FROM envoyproxy/envoy:latest
COPY envoy.yaml /etc/envoy/envoy.yaml
To build the image, run the following command.
$ docker build -t envoy:grpc .
Sending build context to Docker daemon 74.75kB
Step 1/2 : FROM envoyproxy/envoy:latest
---> 51fc619e4dc5
Step 2/2 : COPY envoy.yaml /etc/envoy/envoy.yaml
---> c766ba3d7d09
Successfully built c766ba3d7d09
Successfully tagged envoy:grpc
We can then run the proxy, like so:
$ docker run -p 9211:9211 envoy:grpc
...
[2018-10-28 02:59:20.469][000008][info][main] [source/server/server.cc:456] starting main dispatch loop
[2018-10-28 02:59:20.553][000008][info][upstream] [source/common/upstream/cluster_manager_impl.cc:135] cm init: all clusters initialized
[2018-10-28 02:59:20.554][000008][info][main] [source/server/server.cc:425] all clusters initialized. initializing init manager
[2018-10-28 02:59:20.554][000008][info][config] [source/server/listener_manager_impl.cc:908] all dependencies initialized. starting workers
Updating The Greeter Client
Since we now want to route our Greeter client calls via Envoy, we update the
server port from 50051 to 9211 in its implementation and rebuild it.
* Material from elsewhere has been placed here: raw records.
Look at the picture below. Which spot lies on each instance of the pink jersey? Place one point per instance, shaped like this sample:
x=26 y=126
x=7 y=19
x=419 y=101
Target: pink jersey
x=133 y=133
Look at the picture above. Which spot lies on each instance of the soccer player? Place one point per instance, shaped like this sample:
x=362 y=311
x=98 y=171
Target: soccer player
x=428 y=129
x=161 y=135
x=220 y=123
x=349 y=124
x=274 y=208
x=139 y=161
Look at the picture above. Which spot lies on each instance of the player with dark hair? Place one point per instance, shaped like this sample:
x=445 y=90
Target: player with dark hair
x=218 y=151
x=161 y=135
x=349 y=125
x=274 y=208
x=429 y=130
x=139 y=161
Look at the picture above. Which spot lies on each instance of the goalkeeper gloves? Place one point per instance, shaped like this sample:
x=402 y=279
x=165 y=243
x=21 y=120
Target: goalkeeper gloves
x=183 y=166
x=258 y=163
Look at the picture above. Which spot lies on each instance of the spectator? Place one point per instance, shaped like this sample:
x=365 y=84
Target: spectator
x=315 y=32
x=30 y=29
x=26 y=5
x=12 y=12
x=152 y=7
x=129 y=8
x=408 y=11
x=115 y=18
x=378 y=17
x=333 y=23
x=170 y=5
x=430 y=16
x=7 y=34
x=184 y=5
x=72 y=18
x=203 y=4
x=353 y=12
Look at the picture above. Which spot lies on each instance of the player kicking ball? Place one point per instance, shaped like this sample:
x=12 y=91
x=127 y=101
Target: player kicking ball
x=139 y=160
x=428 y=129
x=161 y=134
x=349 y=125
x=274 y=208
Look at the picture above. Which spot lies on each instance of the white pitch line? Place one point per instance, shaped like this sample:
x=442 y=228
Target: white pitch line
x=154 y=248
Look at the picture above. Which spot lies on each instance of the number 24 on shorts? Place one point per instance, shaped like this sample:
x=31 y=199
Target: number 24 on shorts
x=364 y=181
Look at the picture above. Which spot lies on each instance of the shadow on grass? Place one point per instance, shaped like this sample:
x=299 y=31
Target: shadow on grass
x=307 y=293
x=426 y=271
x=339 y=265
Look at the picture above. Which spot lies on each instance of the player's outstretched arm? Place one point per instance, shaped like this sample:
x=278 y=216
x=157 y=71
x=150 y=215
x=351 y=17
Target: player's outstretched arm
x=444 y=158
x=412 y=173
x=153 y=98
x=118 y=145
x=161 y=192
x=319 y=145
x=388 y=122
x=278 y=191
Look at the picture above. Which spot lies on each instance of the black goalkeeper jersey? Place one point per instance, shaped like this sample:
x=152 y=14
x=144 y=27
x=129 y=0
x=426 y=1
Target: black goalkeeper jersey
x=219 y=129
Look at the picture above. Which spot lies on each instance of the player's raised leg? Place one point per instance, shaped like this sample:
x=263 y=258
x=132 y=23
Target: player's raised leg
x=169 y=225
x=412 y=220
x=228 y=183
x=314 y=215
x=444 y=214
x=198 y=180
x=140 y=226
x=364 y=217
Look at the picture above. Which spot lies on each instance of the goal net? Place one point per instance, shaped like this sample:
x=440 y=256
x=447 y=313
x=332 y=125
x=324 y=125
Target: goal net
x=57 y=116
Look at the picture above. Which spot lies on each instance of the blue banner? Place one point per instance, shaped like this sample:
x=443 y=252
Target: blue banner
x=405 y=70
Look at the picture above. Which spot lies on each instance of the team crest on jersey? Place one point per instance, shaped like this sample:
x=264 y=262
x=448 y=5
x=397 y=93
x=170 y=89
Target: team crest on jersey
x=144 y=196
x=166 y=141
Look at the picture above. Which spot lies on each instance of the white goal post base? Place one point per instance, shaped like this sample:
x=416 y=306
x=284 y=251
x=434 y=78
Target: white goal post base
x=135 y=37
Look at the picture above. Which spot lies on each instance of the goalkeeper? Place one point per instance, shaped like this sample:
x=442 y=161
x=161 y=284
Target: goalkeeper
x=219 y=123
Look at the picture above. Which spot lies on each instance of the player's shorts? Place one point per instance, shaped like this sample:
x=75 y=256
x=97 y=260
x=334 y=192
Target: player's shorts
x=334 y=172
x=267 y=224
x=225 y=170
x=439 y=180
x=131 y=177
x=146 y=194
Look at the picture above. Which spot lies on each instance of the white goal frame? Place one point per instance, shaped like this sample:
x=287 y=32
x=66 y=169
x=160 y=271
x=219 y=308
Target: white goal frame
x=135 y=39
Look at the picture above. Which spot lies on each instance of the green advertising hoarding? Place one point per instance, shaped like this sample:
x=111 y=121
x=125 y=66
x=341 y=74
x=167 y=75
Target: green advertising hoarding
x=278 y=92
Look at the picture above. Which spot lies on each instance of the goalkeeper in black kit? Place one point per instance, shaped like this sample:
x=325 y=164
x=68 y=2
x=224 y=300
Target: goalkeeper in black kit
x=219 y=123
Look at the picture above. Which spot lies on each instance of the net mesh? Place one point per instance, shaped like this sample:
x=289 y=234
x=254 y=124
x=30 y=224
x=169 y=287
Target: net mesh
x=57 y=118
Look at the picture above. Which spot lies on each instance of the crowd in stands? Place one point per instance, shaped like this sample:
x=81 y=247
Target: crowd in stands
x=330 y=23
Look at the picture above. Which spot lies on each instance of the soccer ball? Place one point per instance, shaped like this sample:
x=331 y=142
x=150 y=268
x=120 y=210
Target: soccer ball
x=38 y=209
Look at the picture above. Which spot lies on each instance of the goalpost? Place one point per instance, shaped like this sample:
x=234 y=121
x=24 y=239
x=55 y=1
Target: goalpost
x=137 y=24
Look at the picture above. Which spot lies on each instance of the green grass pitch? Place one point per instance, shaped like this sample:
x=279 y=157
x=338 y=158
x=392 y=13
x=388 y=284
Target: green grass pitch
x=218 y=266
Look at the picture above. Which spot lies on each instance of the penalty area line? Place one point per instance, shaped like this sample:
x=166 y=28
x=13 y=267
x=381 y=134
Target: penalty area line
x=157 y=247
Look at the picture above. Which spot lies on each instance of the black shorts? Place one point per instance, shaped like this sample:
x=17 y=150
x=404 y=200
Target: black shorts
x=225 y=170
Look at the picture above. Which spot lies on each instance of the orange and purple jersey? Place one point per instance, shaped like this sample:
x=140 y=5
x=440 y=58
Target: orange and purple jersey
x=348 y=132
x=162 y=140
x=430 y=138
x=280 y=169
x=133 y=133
GreeterClient greeter(grpc::CreateChannel(
- "localhost:50051", grpc::InsecureChannelCredentials()));
+ "localhost:9211", grpc::InsecureChannelCredentials()));
std::string user("world");
std::string reply = greeter.SayHello(user);
The Final Test
At this point we have the Greeter server, the RateLimitService server and an instance of Envoy proxy running. It’s now time to validate the complete deployment. To do so, we can simply send a few Greeter requests via the updated Greeter client as shown below.
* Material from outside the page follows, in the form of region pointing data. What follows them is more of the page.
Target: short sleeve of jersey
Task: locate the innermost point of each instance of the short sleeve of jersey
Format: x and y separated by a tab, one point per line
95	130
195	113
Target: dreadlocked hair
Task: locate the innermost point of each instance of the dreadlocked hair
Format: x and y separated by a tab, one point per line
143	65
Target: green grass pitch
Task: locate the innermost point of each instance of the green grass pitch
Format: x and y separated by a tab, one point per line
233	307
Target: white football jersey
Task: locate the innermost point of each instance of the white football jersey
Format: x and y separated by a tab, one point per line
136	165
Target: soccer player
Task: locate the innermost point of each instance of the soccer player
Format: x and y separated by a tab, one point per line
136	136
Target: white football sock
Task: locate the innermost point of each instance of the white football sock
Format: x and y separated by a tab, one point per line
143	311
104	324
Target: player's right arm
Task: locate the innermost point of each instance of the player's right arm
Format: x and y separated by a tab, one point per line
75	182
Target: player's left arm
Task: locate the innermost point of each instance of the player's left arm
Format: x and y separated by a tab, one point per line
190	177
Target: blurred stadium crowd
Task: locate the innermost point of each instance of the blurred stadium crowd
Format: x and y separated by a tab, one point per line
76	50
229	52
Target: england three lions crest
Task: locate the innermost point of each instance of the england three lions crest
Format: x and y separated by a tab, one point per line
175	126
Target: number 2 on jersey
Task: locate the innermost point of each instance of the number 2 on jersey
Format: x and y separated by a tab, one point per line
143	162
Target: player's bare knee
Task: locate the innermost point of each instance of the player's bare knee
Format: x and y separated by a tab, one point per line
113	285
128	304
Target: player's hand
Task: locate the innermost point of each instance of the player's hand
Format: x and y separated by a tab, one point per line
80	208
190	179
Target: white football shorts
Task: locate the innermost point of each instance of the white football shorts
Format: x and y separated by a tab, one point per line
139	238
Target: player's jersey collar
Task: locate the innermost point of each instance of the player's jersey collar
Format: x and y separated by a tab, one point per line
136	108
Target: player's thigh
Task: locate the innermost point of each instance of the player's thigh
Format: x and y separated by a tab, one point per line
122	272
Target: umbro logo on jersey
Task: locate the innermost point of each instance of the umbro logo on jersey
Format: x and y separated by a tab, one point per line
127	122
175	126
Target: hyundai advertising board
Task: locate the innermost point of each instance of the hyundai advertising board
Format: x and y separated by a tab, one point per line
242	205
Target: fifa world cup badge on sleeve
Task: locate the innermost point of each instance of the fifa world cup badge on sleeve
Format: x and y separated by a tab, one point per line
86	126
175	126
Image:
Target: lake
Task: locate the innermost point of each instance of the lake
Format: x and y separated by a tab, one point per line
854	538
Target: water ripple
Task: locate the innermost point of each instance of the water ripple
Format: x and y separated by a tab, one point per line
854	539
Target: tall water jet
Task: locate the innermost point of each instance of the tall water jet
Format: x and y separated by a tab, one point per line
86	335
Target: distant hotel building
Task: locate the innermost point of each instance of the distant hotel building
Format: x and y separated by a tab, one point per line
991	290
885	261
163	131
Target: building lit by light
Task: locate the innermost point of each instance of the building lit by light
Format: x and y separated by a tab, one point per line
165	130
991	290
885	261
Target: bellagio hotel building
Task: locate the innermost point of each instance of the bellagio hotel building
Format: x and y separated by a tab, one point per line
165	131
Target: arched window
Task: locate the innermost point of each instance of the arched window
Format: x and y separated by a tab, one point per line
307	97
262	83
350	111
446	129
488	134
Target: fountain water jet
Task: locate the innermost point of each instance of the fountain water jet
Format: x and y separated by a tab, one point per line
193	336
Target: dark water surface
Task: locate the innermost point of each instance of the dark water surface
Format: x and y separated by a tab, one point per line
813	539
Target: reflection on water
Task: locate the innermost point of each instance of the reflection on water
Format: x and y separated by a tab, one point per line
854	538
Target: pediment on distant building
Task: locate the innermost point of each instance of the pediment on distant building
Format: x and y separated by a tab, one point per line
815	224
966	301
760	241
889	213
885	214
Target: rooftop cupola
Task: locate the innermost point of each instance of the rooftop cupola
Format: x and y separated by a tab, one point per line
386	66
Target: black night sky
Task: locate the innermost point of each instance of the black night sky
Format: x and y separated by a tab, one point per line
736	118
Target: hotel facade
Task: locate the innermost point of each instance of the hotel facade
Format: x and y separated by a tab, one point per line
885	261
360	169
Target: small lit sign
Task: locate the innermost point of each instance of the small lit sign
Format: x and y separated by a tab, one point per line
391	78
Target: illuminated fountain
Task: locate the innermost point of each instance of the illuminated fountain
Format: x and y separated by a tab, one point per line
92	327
$ for i in {1..10}; do ./greeter_client; sleep 1; done
Greeter received: 4 world
14:
Greeter received: RPC failed
Greeter received: 5 world
14:
Greeter received: RPC failed
Greeter received: 6 world
14:
Greeter received: RPC failed
Greeter received: 7 world
14:
Greeter received: RPC failed
Greeter received: 8 world
14:
Greeter received: RPC failed
As you observe, alternate requests fail with a gRPC status code of 14 i.e.
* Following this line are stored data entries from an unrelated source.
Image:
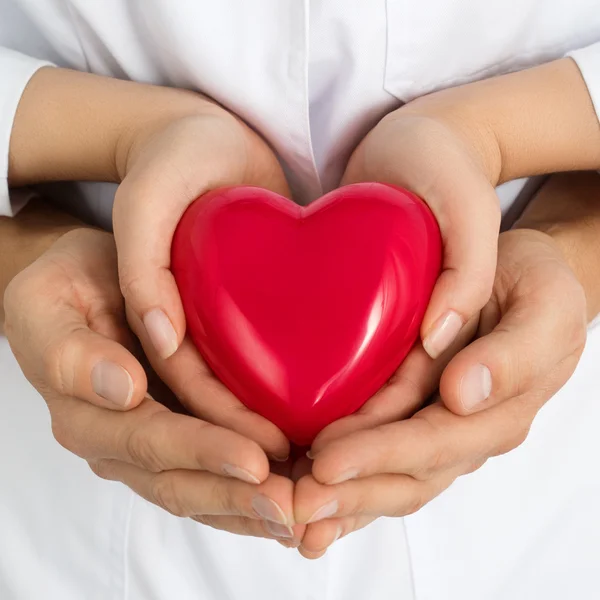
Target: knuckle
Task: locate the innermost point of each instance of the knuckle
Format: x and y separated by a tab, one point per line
102	468
222	499
142	450
130	282
63	434
438	456
514	440
415	502
54	363
163	491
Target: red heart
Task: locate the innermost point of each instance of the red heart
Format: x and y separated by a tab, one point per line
304	313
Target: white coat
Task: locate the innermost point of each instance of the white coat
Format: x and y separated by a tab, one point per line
313	76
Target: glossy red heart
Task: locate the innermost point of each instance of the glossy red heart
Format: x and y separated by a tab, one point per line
305	312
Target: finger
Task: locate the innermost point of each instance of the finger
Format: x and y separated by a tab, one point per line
433	441
155	439
408	389
66	355
186	493
156	192
376	496
459	194
255	528
543	327
321	535
205	396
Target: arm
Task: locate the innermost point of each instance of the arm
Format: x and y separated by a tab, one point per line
26	237
454	146
540	120
568	210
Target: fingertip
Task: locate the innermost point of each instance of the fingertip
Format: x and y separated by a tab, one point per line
466	384
161	333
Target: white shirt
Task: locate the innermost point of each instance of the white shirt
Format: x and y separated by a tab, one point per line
312	77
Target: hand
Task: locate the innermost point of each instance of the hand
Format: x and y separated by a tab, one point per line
66	324
170	164
447	166
453	146
530	347
166	147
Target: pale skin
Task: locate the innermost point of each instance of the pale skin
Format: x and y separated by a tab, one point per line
152	140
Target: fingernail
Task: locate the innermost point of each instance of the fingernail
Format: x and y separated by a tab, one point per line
345	476
326	511
442	334
279	458
338	534
475	387
286	544
239	473
268	509
112	382
161	332
277	530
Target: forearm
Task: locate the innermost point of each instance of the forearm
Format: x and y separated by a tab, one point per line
536	121
26	237
78	126
568	209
RPC failed, while 5 out of the 10 requests are successful. This shows that
the Rate Limit service is limiting every second request as designed, and Envoy
rightly terminates such requests on its end.
Conclusion
This post should give you a high level idea of how you can use Envoy as a proxy for your own applications, and should also help you understand how Envoy’s Rate Limit filter works with the gRPC protocol.
Thoughts are much appreciated. :)
Disclaimer: My postings are my own and don’t necessarily represent VMware’s positions, strategies or opinions.